Por primera vez, después de mucho tiempo, volví a sentir nervios, el calor subió hasta mis mejillas, que podría jurar, mostraban un leve sonrojo.

-¡Perfecto! -exclamó-. Es hora de la gran actuación.

Me tomó de la mano, pero la solté y la abracé por la cintura. En un principio se sorprendió, pero de inmediato sonrió.

-¡KAGURA! -El grito de un hombre la sobresaltó.

Miré a aquel hombre de piel pálida, una larga cabellera oscura, ojos rojizos, y su rostro cubierto por la indignación. Lo que más llamó mi atención es que, a pesar de ese grito, él seguía abrazando a una chica. Mira si es grande el destino y esta ciudad es chica; se trataba de ..

-¡Tsubaki! -musité

-Se-se-sesshomaru

-¿Se conocen? -preguntó Kagura confundida.

-¡Ja! Eso pensé -respondí con amargura-. Pero ya veo que verdaderamente no la conozco.

-¡Vaya, vaya! ¡Qué maravillosa reunión! -exclamó aquel hombre de manera burlona. -Dos parejas disparejas. -Luego se dirigió hacia Kagura-. Siempre supe que eras una zorra, mira que meterte con una simple taxista.

Acto seguido, mi puño se estampó en su rostro. Las miradas de los demás se enfocaron en nosotros mientras ese hombre llevaba una mano a su mandíbula.

-¡Naraku! -exclamó Tsubaki muy asustada corriendo a abrazar a su amante.

-¡Maldito! -gruñó, limpiándose la sangre del labio.

-¿Estás bien, Sesshi? -me preguntó Kagura tomando mi mano.

-¡Suéltalo, maldita estúpida! -gritó Tsubaki.

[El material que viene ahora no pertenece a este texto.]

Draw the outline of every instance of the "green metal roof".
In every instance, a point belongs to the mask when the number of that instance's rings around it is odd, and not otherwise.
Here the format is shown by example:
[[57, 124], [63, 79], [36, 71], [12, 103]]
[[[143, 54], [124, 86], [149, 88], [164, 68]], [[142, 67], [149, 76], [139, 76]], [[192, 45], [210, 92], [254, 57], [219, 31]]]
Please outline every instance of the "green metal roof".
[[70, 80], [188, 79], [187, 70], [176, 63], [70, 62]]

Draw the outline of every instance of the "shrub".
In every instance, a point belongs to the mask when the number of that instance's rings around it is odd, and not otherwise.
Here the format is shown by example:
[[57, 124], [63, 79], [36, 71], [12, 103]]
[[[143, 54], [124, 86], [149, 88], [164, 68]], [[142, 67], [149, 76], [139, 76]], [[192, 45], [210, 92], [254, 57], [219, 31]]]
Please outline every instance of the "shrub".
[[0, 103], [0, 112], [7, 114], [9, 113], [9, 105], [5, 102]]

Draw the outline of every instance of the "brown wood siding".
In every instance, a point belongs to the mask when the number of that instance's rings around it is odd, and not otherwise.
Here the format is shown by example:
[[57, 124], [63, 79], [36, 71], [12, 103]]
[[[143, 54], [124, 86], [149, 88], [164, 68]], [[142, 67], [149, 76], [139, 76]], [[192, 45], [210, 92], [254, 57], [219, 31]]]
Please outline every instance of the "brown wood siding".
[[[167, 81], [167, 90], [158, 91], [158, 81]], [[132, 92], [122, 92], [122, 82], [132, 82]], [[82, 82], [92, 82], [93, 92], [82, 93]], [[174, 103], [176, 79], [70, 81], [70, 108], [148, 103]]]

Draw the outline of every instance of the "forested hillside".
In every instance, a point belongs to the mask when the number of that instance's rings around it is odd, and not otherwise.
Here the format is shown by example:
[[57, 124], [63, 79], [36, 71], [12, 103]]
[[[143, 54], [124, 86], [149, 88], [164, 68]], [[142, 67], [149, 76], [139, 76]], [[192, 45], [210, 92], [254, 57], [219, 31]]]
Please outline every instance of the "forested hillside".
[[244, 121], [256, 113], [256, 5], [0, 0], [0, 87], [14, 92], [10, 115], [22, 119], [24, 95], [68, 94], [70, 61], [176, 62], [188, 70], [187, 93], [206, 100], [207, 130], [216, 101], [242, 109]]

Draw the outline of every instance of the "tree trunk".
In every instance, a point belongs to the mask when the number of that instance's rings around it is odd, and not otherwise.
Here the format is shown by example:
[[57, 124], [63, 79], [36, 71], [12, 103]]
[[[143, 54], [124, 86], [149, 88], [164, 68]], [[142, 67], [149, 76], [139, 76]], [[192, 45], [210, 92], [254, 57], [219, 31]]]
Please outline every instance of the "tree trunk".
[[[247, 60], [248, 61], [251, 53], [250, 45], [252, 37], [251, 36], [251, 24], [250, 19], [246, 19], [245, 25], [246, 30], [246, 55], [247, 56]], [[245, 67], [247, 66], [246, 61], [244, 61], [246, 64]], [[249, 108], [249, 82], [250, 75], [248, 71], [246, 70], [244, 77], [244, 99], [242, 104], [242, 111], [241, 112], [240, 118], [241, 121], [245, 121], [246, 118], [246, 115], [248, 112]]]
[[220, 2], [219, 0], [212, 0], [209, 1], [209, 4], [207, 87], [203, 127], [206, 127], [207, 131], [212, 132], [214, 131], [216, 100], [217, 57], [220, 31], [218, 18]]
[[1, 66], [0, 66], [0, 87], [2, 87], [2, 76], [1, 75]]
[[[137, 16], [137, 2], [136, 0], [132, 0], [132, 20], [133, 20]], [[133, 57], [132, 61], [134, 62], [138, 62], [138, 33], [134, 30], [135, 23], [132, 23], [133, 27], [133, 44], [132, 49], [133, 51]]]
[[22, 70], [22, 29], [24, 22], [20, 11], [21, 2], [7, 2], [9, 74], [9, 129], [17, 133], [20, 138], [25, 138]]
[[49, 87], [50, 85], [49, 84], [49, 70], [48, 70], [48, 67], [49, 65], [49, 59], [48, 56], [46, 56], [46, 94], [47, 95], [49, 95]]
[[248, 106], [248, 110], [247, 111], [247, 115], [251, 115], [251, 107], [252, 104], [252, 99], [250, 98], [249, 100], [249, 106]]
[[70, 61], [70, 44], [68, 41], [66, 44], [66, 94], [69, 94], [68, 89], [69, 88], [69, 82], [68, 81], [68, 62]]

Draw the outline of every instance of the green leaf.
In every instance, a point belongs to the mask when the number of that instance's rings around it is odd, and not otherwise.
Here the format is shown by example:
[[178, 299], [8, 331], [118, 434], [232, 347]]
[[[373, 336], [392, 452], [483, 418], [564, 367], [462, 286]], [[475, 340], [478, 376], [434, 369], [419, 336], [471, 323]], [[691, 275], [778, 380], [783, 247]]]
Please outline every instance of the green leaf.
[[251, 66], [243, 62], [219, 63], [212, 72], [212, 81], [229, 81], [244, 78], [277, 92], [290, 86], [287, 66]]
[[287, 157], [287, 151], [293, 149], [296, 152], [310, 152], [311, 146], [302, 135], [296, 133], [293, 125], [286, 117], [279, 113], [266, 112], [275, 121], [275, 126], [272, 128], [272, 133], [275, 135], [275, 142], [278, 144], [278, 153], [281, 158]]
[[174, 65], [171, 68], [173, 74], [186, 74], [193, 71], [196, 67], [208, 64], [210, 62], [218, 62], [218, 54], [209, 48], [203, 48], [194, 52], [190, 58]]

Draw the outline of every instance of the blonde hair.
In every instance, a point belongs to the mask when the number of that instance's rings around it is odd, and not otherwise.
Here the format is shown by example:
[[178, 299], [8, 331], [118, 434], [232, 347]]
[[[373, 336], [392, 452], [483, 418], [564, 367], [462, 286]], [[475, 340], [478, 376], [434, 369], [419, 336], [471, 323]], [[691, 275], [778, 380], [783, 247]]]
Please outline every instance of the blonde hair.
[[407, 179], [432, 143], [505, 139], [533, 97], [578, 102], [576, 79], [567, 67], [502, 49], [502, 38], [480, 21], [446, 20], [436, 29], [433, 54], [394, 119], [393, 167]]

-Tú… -dije señalándola con mi dedo índice-. Mañana encontrarás tus cosas en la calle. No quiero volver a saber de ti.

-Tranquilo -murmuró Kagura colocando su mano en mi pecho, transmitiéndome una calidez que nunca había sentido-. La violencia no es necesaria.

Naraku soltó una carcajada al mismo tiempo que aplaudía como un loco. Luego me dedicó una mirada rencorosa y se giró hacia Kagura.

-¿Así que esto era lo que planeabas? ¿Querías que sintiera celos?

-No. -Kagura lo miró desafiante-. No te creas tan importante. -Naraku volvió a reír con cinismo.

-No me creo, porque soy importante. Además, la diferencia entre tú y yo es que yo ya te superé desde antes de que todo terminara.

El golpe que le di antes no fue nada comparado con la bofetada que Kagura le dio con toda sus fuerzas. Naraku solo parpadeó sorprendido, procesando lo que acababa de suceder.

-Espero que disfrutes de tu nueva conquista -dijo ella mirando a Tsubaki-. Porque créeme, no vales ni la mitad de un centavo.

Me tomó de la mano y me jaló en dirección al taxi. Nos apoyamos en él y ambos soltamos un suspiro, nos miramos con curiosidad y comenzamos a reír.

-Eso se sintió tan bien -exclamó ella con diversión-. Su rostro se quedará grabado en mi memoria por siempre.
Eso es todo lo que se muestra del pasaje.